Molti dicono di lottare per la verità, ma sappiamo davvero che cos’è? La verità è che non lo sappiamo. Allora, verso cosa si muove esattamente la gente? Solo perché siamo insoddisfatti del nostro stato attuale non significa che conosciamo anche la via giusta per uscirne.

Uno dei miei studenti mi ha chiesto cosa penso personalmente che sia la verità, e dopo aver studiato la saggezza della Kabbalah per oltre 40 anni, posso dire che la verità è che tutte le persone sono assolutamente uguali.

Se scelgo di vedere il mondo in questo modo e di muovermi in questa direzione, allora sto avanzando verso la verità. Quando percepiamo veramente tutte le persone come uguali , non solo a parole ma anche nel nostro sentire interiore, iniziamo a scoprire cos’è la verità, come ci si sente e cosa significa vivere in essa.

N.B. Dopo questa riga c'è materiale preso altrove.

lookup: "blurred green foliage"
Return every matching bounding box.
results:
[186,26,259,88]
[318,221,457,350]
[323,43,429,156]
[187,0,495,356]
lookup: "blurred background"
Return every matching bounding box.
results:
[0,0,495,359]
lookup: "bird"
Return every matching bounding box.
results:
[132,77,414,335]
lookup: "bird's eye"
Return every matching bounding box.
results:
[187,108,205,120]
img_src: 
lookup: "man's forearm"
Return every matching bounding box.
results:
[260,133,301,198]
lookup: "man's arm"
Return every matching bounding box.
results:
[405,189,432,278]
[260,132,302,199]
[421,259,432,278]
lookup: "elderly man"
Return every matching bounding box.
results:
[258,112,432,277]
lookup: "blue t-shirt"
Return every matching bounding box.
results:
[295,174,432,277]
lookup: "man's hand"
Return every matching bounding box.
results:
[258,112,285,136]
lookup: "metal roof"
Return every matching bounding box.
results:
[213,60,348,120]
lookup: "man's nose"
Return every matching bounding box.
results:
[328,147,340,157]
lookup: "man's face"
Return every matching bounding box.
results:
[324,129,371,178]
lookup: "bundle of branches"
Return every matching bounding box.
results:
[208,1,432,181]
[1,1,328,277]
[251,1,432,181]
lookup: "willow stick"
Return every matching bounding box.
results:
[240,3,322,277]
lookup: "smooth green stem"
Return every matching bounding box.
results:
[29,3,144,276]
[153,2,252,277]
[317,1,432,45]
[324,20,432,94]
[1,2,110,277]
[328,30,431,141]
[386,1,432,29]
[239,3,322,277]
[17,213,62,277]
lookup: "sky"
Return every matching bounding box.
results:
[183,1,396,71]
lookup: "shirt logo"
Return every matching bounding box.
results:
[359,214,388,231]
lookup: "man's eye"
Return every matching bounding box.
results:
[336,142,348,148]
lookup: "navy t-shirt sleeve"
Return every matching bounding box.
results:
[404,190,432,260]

Siamo uguali a tutti allo stesso modo. Quando raggiungeremo insieme questa percezione, assaporeremo la verità.

Basato sulla trasmissione “News with Dr. Michael Laitman” dell’emittente KabTV con il Kabbalista Dr. Michael Laitman in onda il giorno 1 settembre 2024.

Scritto/editato dagli studenti del Kabbalista Dr. Michael Laitman.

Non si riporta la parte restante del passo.